Gelato Day

The warm summer days are here, it’s lazy out on the lake, and the trails are calling for bicycling. Folks are coming up to the Northwoods from all around, and everyone’s looking for a good time. What could top that off better than a scoop of fresh gelato from Farmstead Creamery? In our fourth summer of making homemade gelato from our own milk right off the farm, we’ve encountered a cadre of questions about this special frozen dairy dessert. Maybe you’ve had questions too—so here’s the scoop on gelato.

What Makes Gelato so Special?
Throughout the summertime, folks make the pilgrimage to Farmstead Creamery to enjoy our homemade gelato. Again, and again, we get questions about what makes gelato gelato, so here’s some of the story.

The Story Behind the Name: In Italian, the word “gelato” means “frozen.” Frozen dairy treats date back to Roman times, but gelato was a treat for the weathly who could afford to haul ice down from the mountains. It’s only been recently in history that frozen dairy desserts have been available to everyone, and many folks remark that they “ate their way across Italy on gelato.”

How is Gelato Different from Ice-Cream?: This is the leading question we hear from folks who are interested in unraveling the mysteries of this delicious treat. Here are the highlights:
• Half the butterfat of ice-cream, even though the texture and taste seems rich

• Half the amount of air whipped into the products (called “over-run” in the frozen dairy world), resulting in a custardy consistency

• Served warmer, meaning less freezing of the tongue
Because of these factors, gelato doesn’t need artificial flavors to punch through the extra butterfat and coldness. And because of the density of the product, it can support real fruit purees and nut butters without the structure collapsing.

What Makes the Gelato at Farmstead Creamery Special? Some gelaterias make their product from a powdered mix, which can give gelato a bad name if this version of the dessert was your first exposure, but at Farmstead, we make authentic Italian gelato with a special twist.

Kara trained at the Gelato and Pastry Institute on Long Island in NY, where they flew in master Italian gelato makers for their courses.
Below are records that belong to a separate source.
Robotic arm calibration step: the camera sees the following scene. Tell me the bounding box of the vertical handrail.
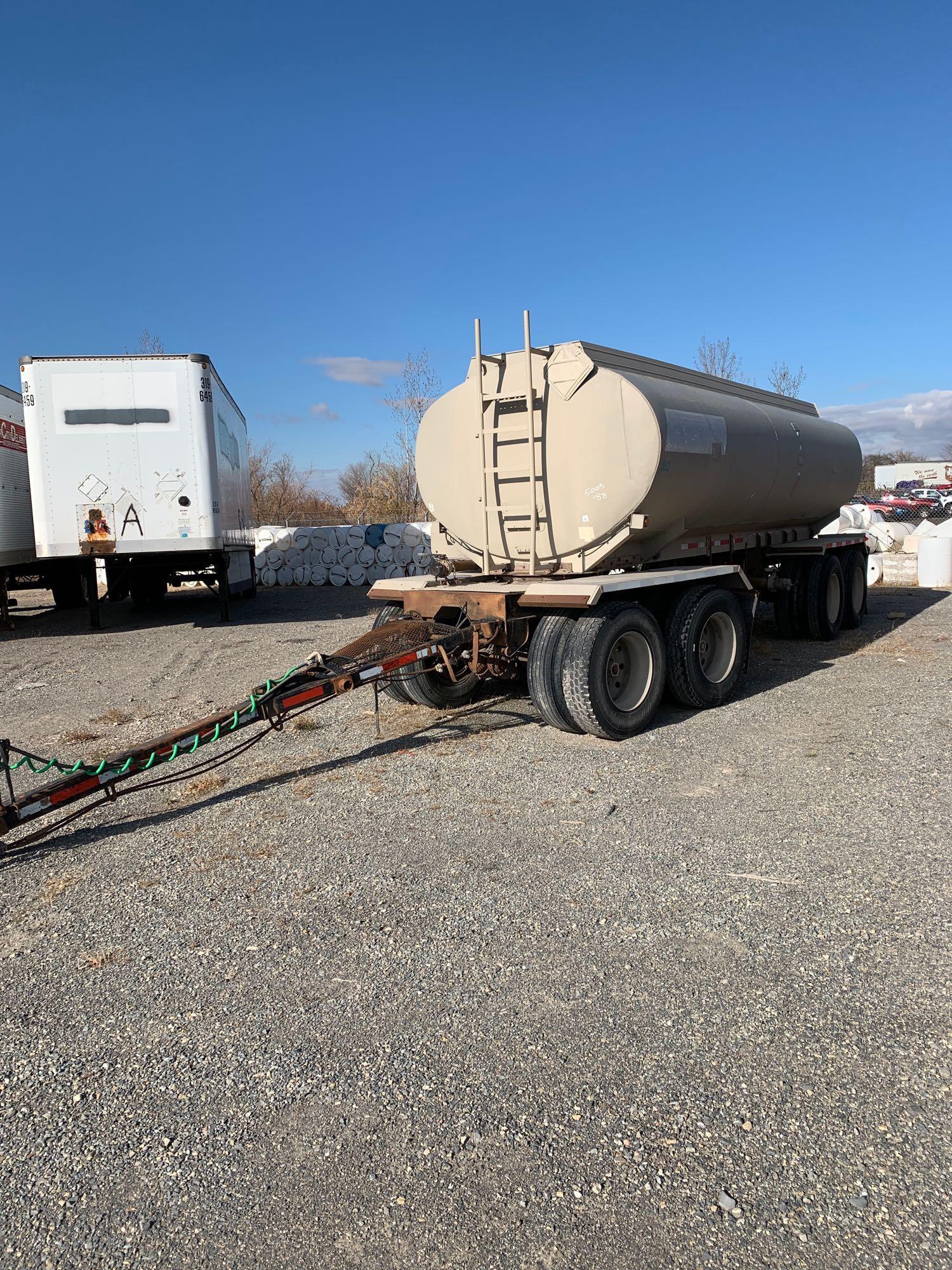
[475,318,490,573]
[522,309,538,575]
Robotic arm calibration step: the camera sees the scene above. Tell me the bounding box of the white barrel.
[919,535,952,587]
[866,521,896,551]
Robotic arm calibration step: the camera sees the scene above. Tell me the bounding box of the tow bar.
[0,618,468,856]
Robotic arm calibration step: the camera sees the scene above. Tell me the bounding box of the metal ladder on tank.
[475,309,542,574]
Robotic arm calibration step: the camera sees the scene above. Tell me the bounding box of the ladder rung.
[482,392,542,409]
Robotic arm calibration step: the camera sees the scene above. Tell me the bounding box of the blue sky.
[0,0,952,480]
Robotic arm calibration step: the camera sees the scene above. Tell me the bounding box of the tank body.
[416,342,862,572]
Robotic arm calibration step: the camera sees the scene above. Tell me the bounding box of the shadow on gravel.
[0,691,538,871]
[0,587,380,640]
[0,588,952,869]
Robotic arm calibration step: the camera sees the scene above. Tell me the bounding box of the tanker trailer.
[371,312,867,739]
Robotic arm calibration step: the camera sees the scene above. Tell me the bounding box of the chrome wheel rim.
[605,631,655,714]
[697,613,737,683]
[826,572,856,622]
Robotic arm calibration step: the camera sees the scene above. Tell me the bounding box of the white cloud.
[819,389,952,458]
[255,410,305,427]
[305,357,404,389]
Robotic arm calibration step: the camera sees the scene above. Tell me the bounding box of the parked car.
[909,486,952,509]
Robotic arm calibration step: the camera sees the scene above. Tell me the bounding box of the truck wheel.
[402,667,479,710]
[803,551,843,640]
[562,603,665,740]
[843,547,867,631]
[527,613,581,732]
[50,566,88,608]
[129,569,169,608]
[773,560,803,639]
[666,587,748,710]
[371,605,410,705]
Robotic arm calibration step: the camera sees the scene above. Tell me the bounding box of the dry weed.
[182,776,228,798]
[60,728,99,745]
[43,874,83,904]
[79,949,129,970]
[93,706,136,728]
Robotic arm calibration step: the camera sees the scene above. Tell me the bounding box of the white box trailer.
[0,384,33,569]
[20,353,254,617]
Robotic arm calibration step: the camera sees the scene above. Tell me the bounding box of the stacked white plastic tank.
[255,521,433,587]
[820,503,952,587]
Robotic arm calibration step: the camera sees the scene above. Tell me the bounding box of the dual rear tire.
[528,587,748,740]
[773,549,867,640]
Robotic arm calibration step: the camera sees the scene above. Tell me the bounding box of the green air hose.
[0,663,303,776]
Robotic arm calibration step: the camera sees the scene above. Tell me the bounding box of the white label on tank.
[664,410,727,458]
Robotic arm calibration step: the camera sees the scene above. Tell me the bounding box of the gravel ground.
[0,589,952,1270]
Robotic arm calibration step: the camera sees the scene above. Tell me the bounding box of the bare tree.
[137,326,165,357]
[769,362,806,396]
[694,335,754,384]
[383,348,443,519]
[248,441,345,525]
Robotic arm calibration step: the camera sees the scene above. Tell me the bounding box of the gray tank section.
[416,342,862,573]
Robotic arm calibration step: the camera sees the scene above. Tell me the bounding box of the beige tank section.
[416,342,862,573]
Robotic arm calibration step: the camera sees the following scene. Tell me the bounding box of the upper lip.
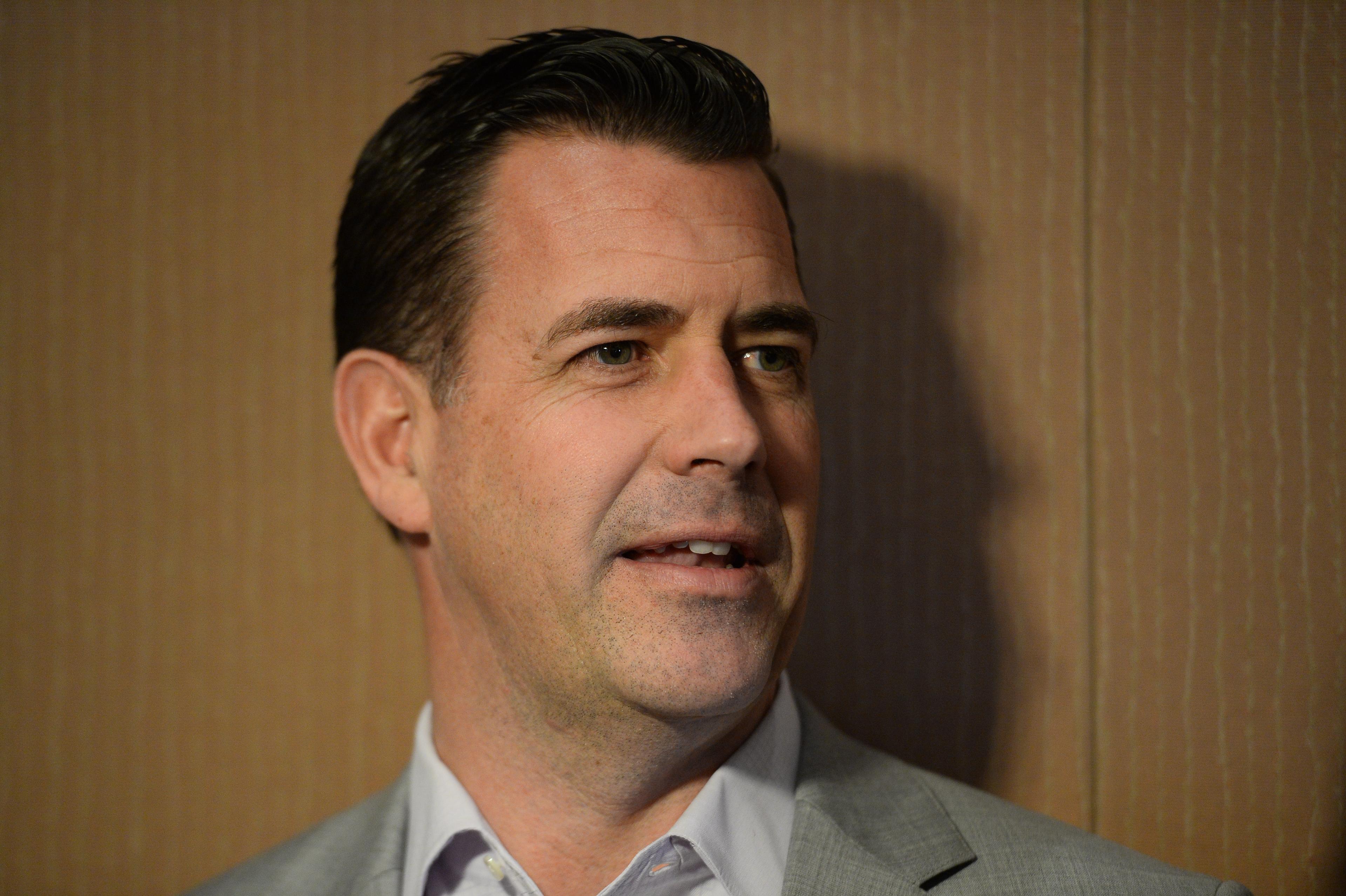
[620,529,763,560]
While at the class, the instructor taught students how to make the “base” (milk and sugar mix that is the starter for all gelato flavors) as well as the finer points of working in fruits, nuts, chocolates, and other inclusions.
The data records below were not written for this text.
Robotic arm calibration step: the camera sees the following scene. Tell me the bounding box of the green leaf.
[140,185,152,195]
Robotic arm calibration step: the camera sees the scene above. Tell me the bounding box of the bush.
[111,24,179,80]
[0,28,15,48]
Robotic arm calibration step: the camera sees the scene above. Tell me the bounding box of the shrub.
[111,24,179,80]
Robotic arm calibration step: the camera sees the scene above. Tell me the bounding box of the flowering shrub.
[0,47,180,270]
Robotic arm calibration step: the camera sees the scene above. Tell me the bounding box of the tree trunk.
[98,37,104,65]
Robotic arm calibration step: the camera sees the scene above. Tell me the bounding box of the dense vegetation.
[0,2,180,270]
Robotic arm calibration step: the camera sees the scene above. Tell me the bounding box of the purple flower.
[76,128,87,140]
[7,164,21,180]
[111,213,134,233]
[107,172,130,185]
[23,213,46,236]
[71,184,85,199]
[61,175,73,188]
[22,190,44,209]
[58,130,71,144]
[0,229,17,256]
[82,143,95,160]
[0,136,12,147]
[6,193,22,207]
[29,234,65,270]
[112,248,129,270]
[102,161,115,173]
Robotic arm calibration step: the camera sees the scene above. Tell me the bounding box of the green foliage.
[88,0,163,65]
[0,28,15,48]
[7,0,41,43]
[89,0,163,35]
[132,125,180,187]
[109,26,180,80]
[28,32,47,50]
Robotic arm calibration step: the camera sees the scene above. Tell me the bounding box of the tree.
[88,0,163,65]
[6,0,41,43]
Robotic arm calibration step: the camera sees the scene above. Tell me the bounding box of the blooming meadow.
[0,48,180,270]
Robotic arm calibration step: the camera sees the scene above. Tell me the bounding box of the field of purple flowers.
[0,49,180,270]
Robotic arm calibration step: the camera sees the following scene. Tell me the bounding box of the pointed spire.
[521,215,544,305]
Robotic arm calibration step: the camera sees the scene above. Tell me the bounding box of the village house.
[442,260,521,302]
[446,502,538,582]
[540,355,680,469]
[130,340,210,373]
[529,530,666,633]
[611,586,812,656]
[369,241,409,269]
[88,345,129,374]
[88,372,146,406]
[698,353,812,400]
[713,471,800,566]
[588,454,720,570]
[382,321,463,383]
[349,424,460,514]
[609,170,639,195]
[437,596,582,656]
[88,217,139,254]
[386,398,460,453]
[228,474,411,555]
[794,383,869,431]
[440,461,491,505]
While cow’s milk is most commonly used for making gelato today, Kara was interested in using her sheep’s milk, which has a butterfat content of 6 to 7%–the same percentage as is needed for making gelato. She didn’t want to use any other cream or milk solids, so that people with cow lactose issues could enjoy her product. The instructor took special time to help Kara craft her own recipe for base that just uses sheep’s milk–the recipe we still use today.

As far as we’ve been able to research, the only other sheep’s milk gelato producers are in California, Scotland, and Australia. Sheep’s milk is mild and sweet–perfect for a cold summer treat.

I Don’t Get Any Film in My Mouth When I Eat Your Gelato, What’s the Difference? Many ice creams and even commercial gelatos use artificial stabilizers and conditioners that leave a gummy film in your mouth. We use whole ingredients in our product, which leaves a clean and fresh finish on the palate.

This does mean that our product is more fragile and can’t hold out in the scooping case for more than a week (not that this is much of a concern in July!). For longer-term storage, keeping our gelato in the freezer helps, but it must be tempered (slowly warmed) to serving temps before enjoying. But still–nothing’s quite as good as when it’s first out of the batch freezer, so catch it fresh!

Is Farmstead’s Gelato Lactose Free? Lactose is the protein in milk, which can trigger a variety of allergy symptoms for folks who’ve become sensitized. But for many, this allergy is animal specific. Sheep’s milk has different lactose protein chains from cow’s milk. A good indication that you can enjoy our gelato despite lactose sensitivity is whether or not you’ve had any symptoms from goat’s milk products. Others will start with a small taste to see how it works for them. We’ve had clients offer huge hugs in celebration of their new ability to enjoy ice-cream-like products again!

Will it Taste Like Goat’s Milk? Fear not, sheep are not goats (though goat cheese is very yummy too), and the goaty tang is not for everyone. But sheep’s milk is very mild and a little sweet. You probably wouldn’t know it wasn’t from cow’s milk if we didn’t tell you. So join the summer adventure and stop on by to treat yourself to a cup of our special (and delicious) sheep’s milk gelato!